US national security advisor Susan Rice told Afghan President Hamid Karzai Monday that a delay in signing a troubled security deal risked the US pulling troops out of the country completely next year.
The US said that Karzai had called for "new conditions" for signing the bilateral security agreement (BSA) to allow US forces to remain in the country after 2014.
The president held talks with Rice in Kabul after he hedged on when he would accept the deal despite a "loya jirga" assembly of Afghan tribal elders and politicians on Sunday urging him to sign it promptly.
"Without a prompt signature, the US would have no choice but to initiate planning for a post-2014 future in which there would be no US or NATO troop presence in Afghanistan," Rice told Karzai, according to a White House statement Monday.
"Ambassador Rice stressed... that deferring the signature of the agreement until after next year's elections is not viable" when she met with Karzai at the end of a three-day trip to Kabul, it added.
Washington was ready to sign the deal in the coming days following the loya jirga's decision, the statement said.
But "in response, President Karzai outlined new conditions for signing the agreement and indicated he is not prepared to sign the BSA promptly".
Karzai stressed his demands for "no operations by foreign forces in residential areas, a sincere start of a peace process (with Taliban insurgents), and the holding of transparent elections," his office said after Monday's late-night meeting.
At the tribal assembly last week in Kabul, Karzai exasperated Washington by saying he wanted to delay signing the deal until after April's presidential election, when he is due to step down.
The BSA will permit some US soldiers to remain after the end of 2014 when most of NATO's 75,000 US-led troops pull out.
“We believe it's untenable and impractical to wait until January to have this thing concluded," Pentagon spokesman Colonel Steve Warren told reporters Monday.
"We want it closed.

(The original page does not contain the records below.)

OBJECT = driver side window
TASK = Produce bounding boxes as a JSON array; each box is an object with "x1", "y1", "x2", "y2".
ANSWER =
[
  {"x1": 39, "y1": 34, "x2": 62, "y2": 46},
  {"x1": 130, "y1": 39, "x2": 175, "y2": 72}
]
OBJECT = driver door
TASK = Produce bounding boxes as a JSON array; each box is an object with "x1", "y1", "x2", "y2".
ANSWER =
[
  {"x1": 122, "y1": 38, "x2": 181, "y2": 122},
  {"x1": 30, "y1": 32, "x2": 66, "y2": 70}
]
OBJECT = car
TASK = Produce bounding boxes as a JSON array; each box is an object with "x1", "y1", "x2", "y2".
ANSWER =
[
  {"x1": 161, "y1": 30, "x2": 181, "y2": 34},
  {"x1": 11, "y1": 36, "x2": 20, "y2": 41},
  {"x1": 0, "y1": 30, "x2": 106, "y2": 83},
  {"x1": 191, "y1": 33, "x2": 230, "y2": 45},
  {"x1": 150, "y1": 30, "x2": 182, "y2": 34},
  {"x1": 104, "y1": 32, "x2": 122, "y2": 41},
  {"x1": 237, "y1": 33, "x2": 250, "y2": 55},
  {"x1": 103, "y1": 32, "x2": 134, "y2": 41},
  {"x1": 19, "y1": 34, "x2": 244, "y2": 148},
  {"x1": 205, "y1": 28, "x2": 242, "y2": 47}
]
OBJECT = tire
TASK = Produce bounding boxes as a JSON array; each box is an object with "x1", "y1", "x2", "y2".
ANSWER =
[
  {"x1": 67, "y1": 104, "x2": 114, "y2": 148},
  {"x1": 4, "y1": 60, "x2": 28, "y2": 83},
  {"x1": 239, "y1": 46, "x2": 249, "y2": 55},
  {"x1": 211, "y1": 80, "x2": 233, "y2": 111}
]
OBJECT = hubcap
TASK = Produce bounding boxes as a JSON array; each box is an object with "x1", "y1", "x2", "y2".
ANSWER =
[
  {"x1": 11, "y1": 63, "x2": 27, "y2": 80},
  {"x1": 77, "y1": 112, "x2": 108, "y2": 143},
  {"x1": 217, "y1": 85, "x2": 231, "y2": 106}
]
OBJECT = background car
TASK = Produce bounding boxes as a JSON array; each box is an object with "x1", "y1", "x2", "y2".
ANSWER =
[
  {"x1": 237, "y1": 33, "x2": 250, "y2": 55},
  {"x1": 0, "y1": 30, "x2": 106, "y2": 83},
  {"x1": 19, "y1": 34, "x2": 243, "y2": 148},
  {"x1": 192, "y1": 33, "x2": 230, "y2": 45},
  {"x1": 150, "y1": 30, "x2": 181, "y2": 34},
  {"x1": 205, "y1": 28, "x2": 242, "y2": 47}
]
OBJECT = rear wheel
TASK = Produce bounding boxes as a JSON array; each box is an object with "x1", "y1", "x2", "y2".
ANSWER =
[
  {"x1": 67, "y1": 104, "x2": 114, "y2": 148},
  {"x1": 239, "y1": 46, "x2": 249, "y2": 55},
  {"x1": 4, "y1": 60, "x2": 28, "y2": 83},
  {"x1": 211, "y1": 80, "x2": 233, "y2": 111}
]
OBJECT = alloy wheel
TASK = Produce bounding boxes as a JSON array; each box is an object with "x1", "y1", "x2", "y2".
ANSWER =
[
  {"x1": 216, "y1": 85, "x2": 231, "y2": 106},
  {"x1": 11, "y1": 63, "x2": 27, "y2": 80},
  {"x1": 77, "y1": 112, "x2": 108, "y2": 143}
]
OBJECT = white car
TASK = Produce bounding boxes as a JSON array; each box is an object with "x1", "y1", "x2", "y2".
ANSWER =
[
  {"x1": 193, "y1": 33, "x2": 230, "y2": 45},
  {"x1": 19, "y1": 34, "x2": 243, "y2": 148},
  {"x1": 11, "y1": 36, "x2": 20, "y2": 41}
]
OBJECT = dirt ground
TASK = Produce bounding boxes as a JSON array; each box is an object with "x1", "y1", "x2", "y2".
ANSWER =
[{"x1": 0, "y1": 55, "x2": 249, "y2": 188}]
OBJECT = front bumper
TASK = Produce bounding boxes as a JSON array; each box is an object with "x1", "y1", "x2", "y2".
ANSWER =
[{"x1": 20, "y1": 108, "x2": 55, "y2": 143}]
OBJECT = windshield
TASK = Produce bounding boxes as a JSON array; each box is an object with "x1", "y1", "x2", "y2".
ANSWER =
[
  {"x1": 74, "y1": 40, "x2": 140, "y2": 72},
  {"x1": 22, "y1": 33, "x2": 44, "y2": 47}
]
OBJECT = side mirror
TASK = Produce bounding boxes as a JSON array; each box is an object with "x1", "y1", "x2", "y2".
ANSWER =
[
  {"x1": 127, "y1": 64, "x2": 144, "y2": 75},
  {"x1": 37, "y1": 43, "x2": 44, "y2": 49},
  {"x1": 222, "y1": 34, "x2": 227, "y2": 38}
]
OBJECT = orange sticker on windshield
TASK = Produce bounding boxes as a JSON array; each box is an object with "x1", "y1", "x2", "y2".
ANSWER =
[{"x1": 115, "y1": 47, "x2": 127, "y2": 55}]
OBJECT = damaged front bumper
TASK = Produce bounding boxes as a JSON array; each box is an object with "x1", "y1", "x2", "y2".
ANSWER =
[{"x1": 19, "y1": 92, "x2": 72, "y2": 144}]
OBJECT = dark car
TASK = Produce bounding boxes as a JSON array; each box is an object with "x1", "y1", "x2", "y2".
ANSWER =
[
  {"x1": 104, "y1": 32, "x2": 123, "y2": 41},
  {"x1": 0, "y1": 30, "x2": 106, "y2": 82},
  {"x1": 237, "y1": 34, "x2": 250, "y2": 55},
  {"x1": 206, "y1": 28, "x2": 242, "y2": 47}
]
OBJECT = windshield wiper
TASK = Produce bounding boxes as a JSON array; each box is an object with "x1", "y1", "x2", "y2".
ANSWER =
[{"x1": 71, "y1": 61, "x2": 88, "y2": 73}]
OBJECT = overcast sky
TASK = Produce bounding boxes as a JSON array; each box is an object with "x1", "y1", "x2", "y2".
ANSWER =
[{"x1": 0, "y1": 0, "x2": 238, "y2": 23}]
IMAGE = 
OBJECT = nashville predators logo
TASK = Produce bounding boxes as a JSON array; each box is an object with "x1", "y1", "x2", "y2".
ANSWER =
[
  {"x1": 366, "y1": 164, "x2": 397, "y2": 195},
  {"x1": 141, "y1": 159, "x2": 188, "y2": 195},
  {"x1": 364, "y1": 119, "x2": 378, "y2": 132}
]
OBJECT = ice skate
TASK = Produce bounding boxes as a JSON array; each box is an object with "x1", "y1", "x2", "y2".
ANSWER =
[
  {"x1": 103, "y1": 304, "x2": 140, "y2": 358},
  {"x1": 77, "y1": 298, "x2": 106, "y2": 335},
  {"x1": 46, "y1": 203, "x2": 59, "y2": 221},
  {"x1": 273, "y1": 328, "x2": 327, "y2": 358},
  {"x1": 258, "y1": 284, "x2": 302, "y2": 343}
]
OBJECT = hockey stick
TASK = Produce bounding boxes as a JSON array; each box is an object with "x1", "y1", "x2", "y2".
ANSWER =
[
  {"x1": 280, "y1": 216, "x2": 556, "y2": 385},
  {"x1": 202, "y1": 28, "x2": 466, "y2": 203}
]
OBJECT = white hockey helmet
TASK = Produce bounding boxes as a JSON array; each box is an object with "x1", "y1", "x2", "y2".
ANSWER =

The American government wants it. The Afghan people want it, so Karzai needs to sign."
Supporters say the BSA is vital because the Afghan government remains fragile despite 12 years of war against the Taliban.
Rice's trip to Afghanistan was planned before the latest setback for the BSA, but National Security Council spokesman Patrick Ventrell told AFP that Monday's talks were at Karzai's request.
Karzai's office added that he asked Rice for his demands to be passed on to President Barack Obama.
Karzai said on Sunday he would "continue bargaining" on the BSA, which was hammered out after months of difficult negotiations with Washington.
The Taliban, who before the assembly had threatened to target delegates if they backed the BSA, condemned the pact.
The "illegal and insignificant pact of slavery with America will neither benefit the American invaders nor criminal slaves", they said in a statement referring to the jirga members.
After four days of discussions, jirga delegates -- who were convened by Karzai to vote on the BSA issue -- said that he should sign before the end of 2013.
Karzai last week also appeared to toughen his stance on US military raids on Afghan homes, a sensitive topic that threatened to derail the negotiations.
"If the US goes into Afghan homes one more time, there will be no agreement," he said.
Kate Clark, senior analyst with the Afghan Analysts Network, said Karzai may be genuinely concerned about what could happen once the Americans had the BSA.
"As Karzai said on the first day of the jirga, there is no trust between them. He does not believe their assurances," she wrote on the AAN website.
"He wants to hold on to some form of leverage, as, in his mind, this is the only way to force the US to refrain from stomping over Afghan sovereignty."
The US has warned that failure promptly to sign the pact could jeopardise billions of dollars in aid, and that Obama had not yet decided whether to keep any American forces in Afghanistan at all beyond 2014.
The draft text of the BSA released by Kabul appeared to show Karzai had bowed to a US demand that American troops would remain exempt from Afghan jurisdiction if they are accused of crimes.
The issue of US troop immunity sank a similar deal in Iraq in 2011, leading the Americans to pull out completely. The country is now in the grip of some of its worst sectarian violence since 2008.
Rice's visit to Afghanistan, her first trip abroad as national security advisor, will also include meetings with US troops, development experts and diplomats.